Les sirènes ont retenti vers 05H18, a indiqué sur place un porte-parole de la police, Ami Ben David. Les occupants de la maison se sont précipités vers la pièce sécurisée que comportent de nombreuses habitations israéliennes précisément pour de telles éventualités. La roquette a crevé la toiture et explosé dans la maison, a-t-il dit. "Sans la sirène, nous aurions connu une tout autre situation", a-t-il précisé.

Anniversaire à hauts risques

Un haut responsable du Hamas a déclaré à l'AFP que la roquette pourrait être partie malencontreusement à cause du mauvais temps.

"Personne au sein des mouvements de résistance, y compris le Hamas, n'a d'intérêt à tirer des roquettes de Gaza contre l'ennemi", a-t-il fait valoir.

Benjamin Netanyahu passe pour être également réticent à une opération militaire d'envergure.

Les tensions renouvelées surviennent quelques jours seulement avant le 30 mars, premier anniversaire de la "Grande marche du retour", mobilisation contre le blocus et pour le droit des Palestiniens à retourner sur les terres qu'ils ont fuies ou dont ils ont été chassés à la création d'Israël en 1948. Cet anniversaire doit donner lieu à une importante mobilisation palestinienne.

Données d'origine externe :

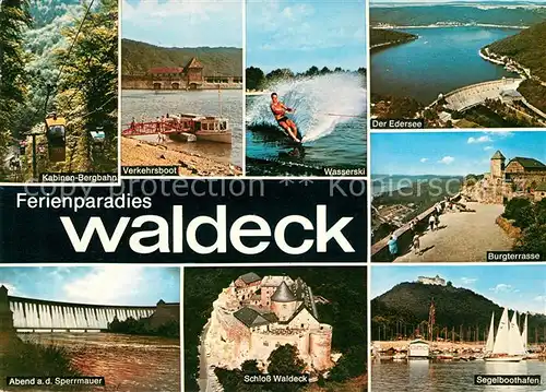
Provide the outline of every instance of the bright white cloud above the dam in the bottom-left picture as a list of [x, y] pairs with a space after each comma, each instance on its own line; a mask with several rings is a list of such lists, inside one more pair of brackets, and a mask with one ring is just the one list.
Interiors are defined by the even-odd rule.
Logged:
[[107, 265], [94, 268], [62, 287], [64, 300], [83, 304], [121, 304], [146, 287], [144, 268]]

Depuis mars 2018, au moins 258 Gazaouis ont été tués par des tirs israéliens, la grande majorité lors de manifestations, souvent accompagnées de violences, le long de la frontière, d'autres dans des frappes israéliennes. Deux soldats israéliens ont été tués.

L'ONU et l'UE ont condamné le tir de Gaza. "Les Nations unies travaillent intensivement avec l'Egypte et toutes les parties" pour empêcher l'escalade, a tweeté l'envoyé de l'ONU Nickolay Mladenov.